Pakistan

Imran Khan to face fresh charges of contempt in August 

The Election Commission of Pakistan announced on Tuesday its intention to formally charge former Prime Minister Imran Khan next week for alleged public insults directed at its officials last year.

Khan, accompanied by his legal team, appeared before a specialized tribunal in Islamabad amidst heightened security measures. Following a brief session, Khan’s lawyer, Shoaib Shaheen, disclosed that the tribunal had resolved to indict the former premier for contempt on August 2nd.

The charges stem from Khan’s purported labeling of the head of the electoral body, Sikandar Sultan Rajaa, and other officials as “personal servants” to Prime Minister Shahbaz Sharif at various gatherings. Sharif assumed office in April 2022 following Khan’s removal via a parliamentary no-confidence vote.

Despite evading previous summons, Khan voluntarily attended Tuesday’s tribunal hearing, disputing the electoral body’s jurisdiction to level contempt charges against him. Notably, the election oversight body had ordered Khan’s arrest on Monday due to his repeated non-compliance with tribunal appearances.

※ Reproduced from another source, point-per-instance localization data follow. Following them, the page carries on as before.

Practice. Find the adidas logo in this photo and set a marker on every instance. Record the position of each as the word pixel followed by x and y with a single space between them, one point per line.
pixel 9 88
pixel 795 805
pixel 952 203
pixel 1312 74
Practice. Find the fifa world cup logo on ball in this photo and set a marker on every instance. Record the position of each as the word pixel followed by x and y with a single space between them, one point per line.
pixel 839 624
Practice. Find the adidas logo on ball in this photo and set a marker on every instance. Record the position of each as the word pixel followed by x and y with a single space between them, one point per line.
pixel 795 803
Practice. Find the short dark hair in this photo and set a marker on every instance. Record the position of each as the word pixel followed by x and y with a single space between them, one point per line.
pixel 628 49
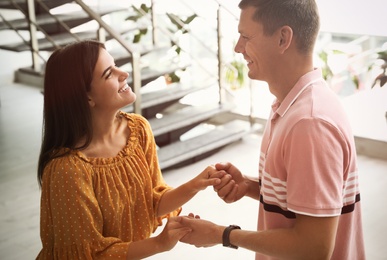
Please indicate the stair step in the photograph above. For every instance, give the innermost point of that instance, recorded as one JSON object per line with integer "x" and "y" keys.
{"x": 62, "y": 39}
{"x": 186, "y": 116}
{"x": 171, "y": 92}
{"x": 7, "y": 4}
{"x": 182, "y": 152}
{"x": 71, "y": 19}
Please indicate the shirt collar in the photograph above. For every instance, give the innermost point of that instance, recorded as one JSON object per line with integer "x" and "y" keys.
{"x": 304, "y": 82}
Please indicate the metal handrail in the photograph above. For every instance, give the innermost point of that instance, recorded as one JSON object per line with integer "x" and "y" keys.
{"x": 135, "y": 55}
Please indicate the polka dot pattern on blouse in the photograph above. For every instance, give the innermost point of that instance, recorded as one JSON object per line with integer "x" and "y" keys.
{"x": 92, "y": 208}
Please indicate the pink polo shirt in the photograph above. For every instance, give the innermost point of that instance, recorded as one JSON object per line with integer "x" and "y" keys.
{"x": 308, "y": 165}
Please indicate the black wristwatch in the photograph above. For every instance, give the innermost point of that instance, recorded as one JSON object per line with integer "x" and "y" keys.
{"x": 226, "y": 236}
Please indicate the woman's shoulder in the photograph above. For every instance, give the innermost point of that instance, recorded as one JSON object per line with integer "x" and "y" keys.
{"x": 136, "y": 120}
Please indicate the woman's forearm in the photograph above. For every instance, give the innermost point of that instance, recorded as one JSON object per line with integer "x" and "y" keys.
{"x": 175, "y": 198}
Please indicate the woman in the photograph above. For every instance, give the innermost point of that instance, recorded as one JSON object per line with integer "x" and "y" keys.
{"x": 103, "y": 194}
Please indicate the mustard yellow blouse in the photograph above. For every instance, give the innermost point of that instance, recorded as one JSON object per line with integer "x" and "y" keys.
{"x": 92, "y": 208}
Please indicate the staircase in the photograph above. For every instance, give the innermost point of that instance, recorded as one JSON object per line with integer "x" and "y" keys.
{"x": 186, "y": 115}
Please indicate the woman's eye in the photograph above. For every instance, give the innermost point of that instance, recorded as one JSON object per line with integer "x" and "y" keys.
{"x": 109, "y": 75}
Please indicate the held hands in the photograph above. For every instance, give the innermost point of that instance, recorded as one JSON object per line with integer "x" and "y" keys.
{"x": 233, "y": 185}
{"x": 209, "y": 177}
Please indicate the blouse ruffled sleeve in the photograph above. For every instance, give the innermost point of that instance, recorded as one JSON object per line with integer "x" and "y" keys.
{"x": 71, "y": 220}
{"x": 150, "y": 149}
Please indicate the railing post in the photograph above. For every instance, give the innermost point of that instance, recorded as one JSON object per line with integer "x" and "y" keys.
{"x": 136, "y": 76}
{"x": 33, "y": 39}
{"x": 220, "y": 61}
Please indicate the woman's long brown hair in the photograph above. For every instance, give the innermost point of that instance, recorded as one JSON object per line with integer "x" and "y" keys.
{"x": 66, "y": 111}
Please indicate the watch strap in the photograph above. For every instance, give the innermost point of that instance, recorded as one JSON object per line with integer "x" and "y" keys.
{"x": 226, "y": 236}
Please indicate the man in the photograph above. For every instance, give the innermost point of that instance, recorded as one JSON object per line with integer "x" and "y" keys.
{"x": 308, "y": 181}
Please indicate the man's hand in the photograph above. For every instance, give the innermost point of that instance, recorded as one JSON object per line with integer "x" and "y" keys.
{"x": 210, "y": 176}
{"x": 233, "y": 185}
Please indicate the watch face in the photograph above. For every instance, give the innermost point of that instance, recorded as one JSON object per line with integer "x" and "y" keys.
{"x": 226, "y": 236}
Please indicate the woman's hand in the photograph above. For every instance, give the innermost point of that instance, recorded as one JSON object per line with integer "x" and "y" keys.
{"x": 171, "y": 234}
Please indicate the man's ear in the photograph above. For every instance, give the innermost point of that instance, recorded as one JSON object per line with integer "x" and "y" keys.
{"x": 285, "y": 37}
{"x": 91, "y": 101}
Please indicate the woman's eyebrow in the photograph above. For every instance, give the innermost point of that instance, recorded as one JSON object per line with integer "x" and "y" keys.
{"x": 106, "y": 70}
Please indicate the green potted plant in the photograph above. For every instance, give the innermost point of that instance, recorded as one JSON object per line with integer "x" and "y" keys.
{"x": 382, "y": 77}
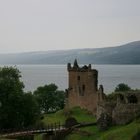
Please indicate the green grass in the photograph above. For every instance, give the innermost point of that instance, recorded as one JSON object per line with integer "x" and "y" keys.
{"x": 81, "y": 115}
{"x": 125, "y": 132}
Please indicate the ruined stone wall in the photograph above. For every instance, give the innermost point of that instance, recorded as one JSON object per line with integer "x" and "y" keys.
{"x": 82, "y": 89}
{"x": 124, "y": 113}
{"x": 125, "y": 109}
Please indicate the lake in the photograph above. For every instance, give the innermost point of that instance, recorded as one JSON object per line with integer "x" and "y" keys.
{"x": 109, "y": 75}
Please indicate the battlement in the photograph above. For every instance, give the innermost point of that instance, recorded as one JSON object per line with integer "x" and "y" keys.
{"x": 76, "y": 67}
{"x": 83, "y": 86}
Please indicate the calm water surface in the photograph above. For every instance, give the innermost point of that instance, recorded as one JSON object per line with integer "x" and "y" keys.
{"x": 109, "y": 75}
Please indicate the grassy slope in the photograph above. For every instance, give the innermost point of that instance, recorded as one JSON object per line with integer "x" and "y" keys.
{"x": 125, "y": 132}
{"x": 81, "y": 115}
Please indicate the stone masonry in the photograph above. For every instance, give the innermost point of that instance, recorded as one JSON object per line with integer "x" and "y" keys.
{"x": 83, "y": 87}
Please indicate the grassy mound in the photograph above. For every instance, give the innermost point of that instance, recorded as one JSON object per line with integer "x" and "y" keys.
{"x": 81, "y": 115}
{"x": 125, "y": 132}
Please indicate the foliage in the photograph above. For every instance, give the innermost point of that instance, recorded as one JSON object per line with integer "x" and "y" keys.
{"x": 122, "y": 87}
{"x": 17, "y": 108}
{"x": 50, "y": 99}
{"x": 81, "y": 115}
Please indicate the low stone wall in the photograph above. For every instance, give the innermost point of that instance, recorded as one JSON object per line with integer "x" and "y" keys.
{"x": 124, "y": 113}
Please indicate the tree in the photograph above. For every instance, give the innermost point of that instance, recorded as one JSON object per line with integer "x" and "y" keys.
{"x": 17, "y": 108}
{"x": 49, "y": 98}
{"x": 122, "y": 87}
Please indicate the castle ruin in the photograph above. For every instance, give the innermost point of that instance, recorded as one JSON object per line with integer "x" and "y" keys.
{"x": 83, "y": 91}
{"x": 83, "y": 87}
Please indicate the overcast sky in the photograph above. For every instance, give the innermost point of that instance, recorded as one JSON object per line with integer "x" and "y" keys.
{"x": 41, "y": 25}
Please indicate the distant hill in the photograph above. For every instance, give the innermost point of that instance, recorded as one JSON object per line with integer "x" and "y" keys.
{"x": 124, "y": 54}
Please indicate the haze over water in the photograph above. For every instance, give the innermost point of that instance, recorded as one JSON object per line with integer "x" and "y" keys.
{"x": 108, "y": 75}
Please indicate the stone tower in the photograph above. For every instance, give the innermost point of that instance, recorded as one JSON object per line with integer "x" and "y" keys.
{"x": 83, "y": 87}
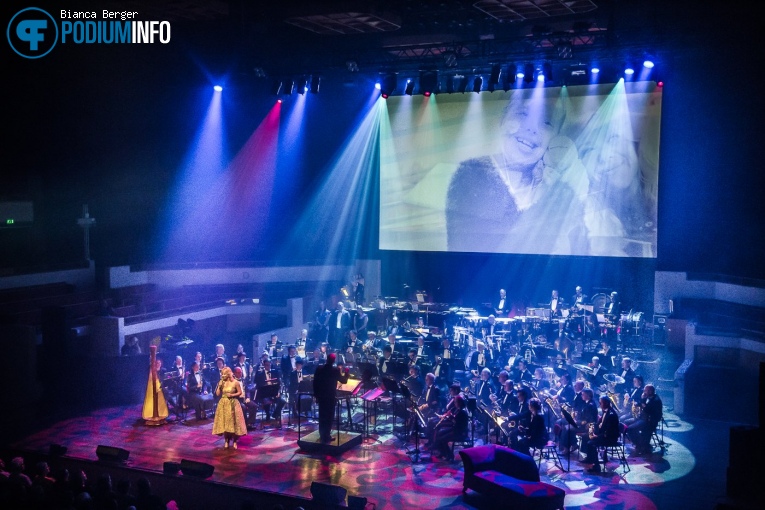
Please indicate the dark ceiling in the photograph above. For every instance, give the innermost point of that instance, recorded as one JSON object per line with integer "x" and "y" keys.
{"x": 276, "y": 39}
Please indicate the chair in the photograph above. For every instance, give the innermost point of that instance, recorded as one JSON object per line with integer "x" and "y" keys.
{"x": 549, "y": 451}
{"x": 616, "y": 450}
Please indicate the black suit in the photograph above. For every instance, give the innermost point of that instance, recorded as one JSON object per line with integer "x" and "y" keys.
{"x": 337, "y": 335}
{"x": 324, "y": 389}
{"x": 607, "y": 432}
{"x": 263, "y": 379}
{"x": 199, "y": 400}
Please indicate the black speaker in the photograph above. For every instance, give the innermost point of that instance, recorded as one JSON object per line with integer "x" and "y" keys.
{"x": 171, "y": 468}
{"x": 196, "y": 469}
{"x": 328, "y": 495}
{"x": 111, "y": 453}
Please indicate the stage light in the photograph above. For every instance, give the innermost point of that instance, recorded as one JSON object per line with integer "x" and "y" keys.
{"x": 508, "y": 77}
{"x": 428, "y": 82}
{"x": 462, "y": 83}
{"x": 547, "y": 71}
{"x": 477, "y": 83}
{"x": 388, "y": 85}
{"x": 302, "y": 85}
{"x": 496, "y": 72}
{"x": 528, "y": 73}
{"x": 315, "y": 83}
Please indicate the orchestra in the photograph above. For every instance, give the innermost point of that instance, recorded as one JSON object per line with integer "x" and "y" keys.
{"x": 535, "y": 376}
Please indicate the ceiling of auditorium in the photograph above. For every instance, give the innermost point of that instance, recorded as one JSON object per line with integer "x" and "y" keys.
{"x": 274, "y": 38}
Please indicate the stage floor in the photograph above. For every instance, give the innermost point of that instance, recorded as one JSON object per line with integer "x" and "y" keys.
{"x": 690, "y": 474}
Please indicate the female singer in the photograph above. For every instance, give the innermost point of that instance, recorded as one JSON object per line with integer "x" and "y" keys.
{"x": 229, "y": 419}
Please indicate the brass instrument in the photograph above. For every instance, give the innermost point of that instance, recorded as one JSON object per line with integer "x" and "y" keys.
{"x": 614, "y": 400}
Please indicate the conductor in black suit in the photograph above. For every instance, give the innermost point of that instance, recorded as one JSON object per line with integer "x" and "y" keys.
{"x": 324, "y": 387}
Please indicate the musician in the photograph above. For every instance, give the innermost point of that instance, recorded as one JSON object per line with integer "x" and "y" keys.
{"x": 339, "y": 325}
{"x": 650, "y": 416}
{"x": 567, "y": 441}
{"x": 508, "y": 400}
{"x": 501, "y": 306}
{"x": 302, "y": 341}
{"x": 563, "y": 344}
{"x": 482, "y": 358}
{"x": 579, "y": 299}
{"x": 606, "y": 355}
{"x": 556, "y": 304}
{"x": 484, "y": 387}
{"x": 325, "y": 389}
{"x": 606, "y": 433}
{"x": 492, "y": 327}
{"x": 534, "y": 435}
{"x": 441, "y": 371}
{"x": 423, "y": 356}
{"x": 633, "y": 398}
{"x": 360, "y": 322}
{"x": 296, "y": 377}
{"x": 565, "y": 393}
{"x": 247, "y": 372}
{"x": 220, "y": 352}
{"x": 414, "y": 381}
{"x": 452, "y": 430}
{"x": 265, "y": 378}
{"x": 200, "y": 392}
{"x": 288, "y": 363}
{"x": 353, "y": 348}
{"x": 239, "y": 350}
{"x": 598, "y": 371}
{"x": 430, "y": 399}
{"x": 274, "y": 346}
{"x": 177, "y": 370}
{"x": 540, "y": 381}
{"x": 384, "y": 365}
{"x": 613, "y": 307}
{"x": 436, "y": 420}
{"x": 446, "y": 351}
{"x": 522, "y": 374}
{"x": 220, "y": 364}
{"x": 626, "y": 373}
{"x": 321, "y": 329}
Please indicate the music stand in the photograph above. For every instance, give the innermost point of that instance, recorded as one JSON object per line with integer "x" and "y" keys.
{"x": 572, "y": 423}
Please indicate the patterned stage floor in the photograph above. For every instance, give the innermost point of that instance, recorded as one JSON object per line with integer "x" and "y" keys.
{"x": 381, "y": 470}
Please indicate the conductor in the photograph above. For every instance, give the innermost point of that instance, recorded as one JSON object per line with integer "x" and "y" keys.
{"x": 324, "y": 385}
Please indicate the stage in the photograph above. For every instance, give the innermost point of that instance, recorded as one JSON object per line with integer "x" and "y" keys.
{"x": 380, "y": 469}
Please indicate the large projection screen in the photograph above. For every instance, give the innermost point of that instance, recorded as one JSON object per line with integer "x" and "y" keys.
{"x": 557, "y": 170}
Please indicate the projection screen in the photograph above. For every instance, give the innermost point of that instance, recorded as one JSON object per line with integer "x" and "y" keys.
{"x": 558, "y": 170}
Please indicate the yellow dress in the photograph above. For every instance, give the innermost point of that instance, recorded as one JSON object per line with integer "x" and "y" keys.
{"x": 229, "y": 416}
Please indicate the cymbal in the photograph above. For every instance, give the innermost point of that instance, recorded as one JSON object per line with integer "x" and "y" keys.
{"x": 583, "y": 368}
{"x": 614, "y": 379}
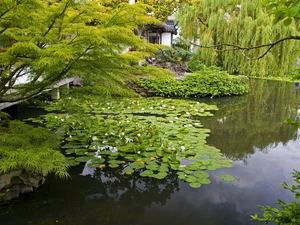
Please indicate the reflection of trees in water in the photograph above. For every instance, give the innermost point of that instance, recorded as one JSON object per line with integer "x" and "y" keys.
{"x": 103, "y": 197}
{"x": 254, "y": 120}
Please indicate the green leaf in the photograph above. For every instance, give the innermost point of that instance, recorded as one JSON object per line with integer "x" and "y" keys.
{"x": 195, "y": 185}
{"x": 227, "y": 177}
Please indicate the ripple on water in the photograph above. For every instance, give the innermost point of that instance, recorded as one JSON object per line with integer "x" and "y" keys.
{"x": 264, "y": 187}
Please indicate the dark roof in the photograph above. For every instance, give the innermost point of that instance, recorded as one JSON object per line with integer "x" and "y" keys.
{"x": 164, "y": 27}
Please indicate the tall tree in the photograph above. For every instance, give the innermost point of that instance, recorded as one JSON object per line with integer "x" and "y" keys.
{"x": 51, "y": 40}
{"x": 231, "y": 25}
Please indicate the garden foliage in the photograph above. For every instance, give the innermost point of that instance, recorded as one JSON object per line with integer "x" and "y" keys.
{"x": 209, "y": 81}
{"x": 34, "y": 150}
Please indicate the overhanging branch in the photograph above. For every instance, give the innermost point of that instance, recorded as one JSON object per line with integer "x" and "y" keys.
{"x": 233, "y": 47}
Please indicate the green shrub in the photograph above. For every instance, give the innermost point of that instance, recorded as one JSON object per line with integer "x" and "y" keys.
{"x": 23, "y": 147}
{"x": 194, "y": 66}
{"x": 208, "y": 82}
{"x": 177, "y": 55}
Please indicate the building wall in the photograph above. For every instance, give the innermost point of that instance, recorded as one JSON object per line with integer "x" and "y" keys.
{"x": 166, "y": 39}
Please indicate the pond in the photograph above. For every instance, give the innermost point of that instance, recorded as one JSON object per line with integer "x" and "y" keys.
{"x": 248, "y": 129}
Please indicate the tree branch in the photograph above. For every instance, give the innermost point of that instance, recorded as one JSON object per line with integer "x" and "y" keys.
{"x": 234, "y": 47}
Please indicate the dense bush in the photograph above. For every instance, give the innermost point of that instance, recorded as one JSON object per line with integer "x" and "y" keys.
{"x": 195, "y": 65}
{"x": 23, "y": 147}
{"x": 210, "y": 81}
{"x": 177, "y": 55}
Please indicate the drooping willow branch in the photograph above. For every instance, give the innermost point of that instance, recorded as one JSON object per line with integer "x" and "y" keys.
{"x": 234, "y": 47}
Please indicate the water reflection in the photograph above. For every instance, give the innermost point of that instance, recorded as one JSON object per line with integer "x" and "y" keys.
{"x": 248, "y": 129}
{"x": 100, "y": 197}
{"x": 255, "y": 120}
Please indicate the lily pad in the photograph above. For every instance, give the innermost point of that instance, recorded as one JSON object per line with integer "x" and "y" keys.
{"x": 129, "y": 171}
{"x": 112, "y": 165}
{"x": 227, "y": 177}
{"x": 146, "y": 173}
{"x": 137, "y": 165}
{"x": 83, "y": 159}
{"x": 195, "y": 185}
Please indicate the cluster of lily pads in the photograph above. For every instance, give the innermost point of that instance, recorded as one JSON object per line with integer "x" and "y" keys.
{"x": 148, "y": 136}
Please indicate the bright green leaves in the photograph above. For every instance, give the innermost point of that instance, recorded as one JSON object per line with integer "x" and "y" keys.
{"x": 284, "y": 10}
{"x": 149, "y": 136}
{"x": 227, "y": 177}
{"x": 31, "y": 149}
{"x": 207, "y": 82}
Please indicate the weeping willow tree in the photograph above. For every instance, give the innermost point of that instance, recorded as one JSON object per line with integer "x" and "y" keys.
{"x": 46, "y": 41}
{"x": 239, "y": 23}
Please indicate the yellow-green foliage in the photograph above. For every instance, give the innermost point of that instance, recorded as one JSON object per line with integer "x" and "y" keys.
{"x": 248, "y": 26}
{"x": 23, "y": 147}
{"x": 152, "y": 71}
{"x": 58, "y": 39}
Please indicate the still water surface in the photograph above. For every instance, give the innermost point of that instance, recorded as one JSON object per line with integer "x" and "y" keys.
{"x": 249, "y": 129}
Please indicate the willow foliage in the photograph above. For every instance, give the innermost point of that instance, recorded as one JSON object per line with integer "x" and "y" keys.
{"x": 23, "y": 147}
{"x": 51, "y": 40}
{"x": 243, "y": 23}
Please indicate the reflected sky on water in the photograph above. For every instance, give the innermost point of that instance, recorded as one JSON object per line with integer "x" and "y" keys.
{"x": 248, "y": 129}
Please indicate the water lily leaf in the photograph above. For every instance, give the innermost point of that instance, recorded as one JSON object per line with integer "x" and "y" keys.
{"x": 70, "y": 151}
{"x": 195, "y": 185}
{"x": 93, "y": 165}
{"x": 113, "y": 161}
{"x": 83, "y": 159}
{"x": 98, "y": 161}
{"x": 146, "y": 173}
{"x": 72, "y": 163}
{"x": 227, "y": 177}
{"x": 160, "y": 175}
{"x": 201, "y": 174}
{"x": 203, "y": 180}
{"x": 129, "y": 171}
{"x": 80, "y": 151}
{"x": 137, "y": 165}
{"x": 191, "y": 179}
{"x": 111, "y": 165}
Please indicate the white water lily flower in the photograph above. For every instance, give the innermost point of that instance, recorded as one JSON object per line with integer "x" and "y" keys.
{"x": 94, "y": 138}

Legal battles and allegations

Khan, who retains a substantial grassroots following despite his ouster, has encountered a barrage of legal challenges since leaving office, numbering over 150 cases, including allegations of corruption, terrorism, and incitement related to violent protests in May.

The country witnessed widespread unrest in May when Khan was arrested on graft charges in Islamabad, prompting his supporters to engage in violent demonstrations targeting government and military installations nationwide.

Order was restored only upon Khan’s release, sanctioned by the Supreme Court, and subsequent legal shields from arrest granted by other judicial entities.

In addition to the electoral tribunal proceedings, Khan faced scrutiny from the Federal Investigation Agency on Tuesday for allegedly disclosing a classified document.

Last week, the government of Shehbaz Sharif announced plans to prosecute Khan for revealing an official secret document during a rally last year, which Khan cited as evidence of threats against him and as validation for his claims of a conspiracy behind his removal from power.

The document in question, referred to as Cipher, purportedly involves diplomatic communication between a Pakistani ambassador in Washington and the Ministry of Foreign Affairs in Islamabad, though its contents remain undisclosed to the public.

Khan has consistently maintained that his ousting was orchestrated as part of a US-backed scheme, an assertion refuted by both Sharif’s administration and Washington.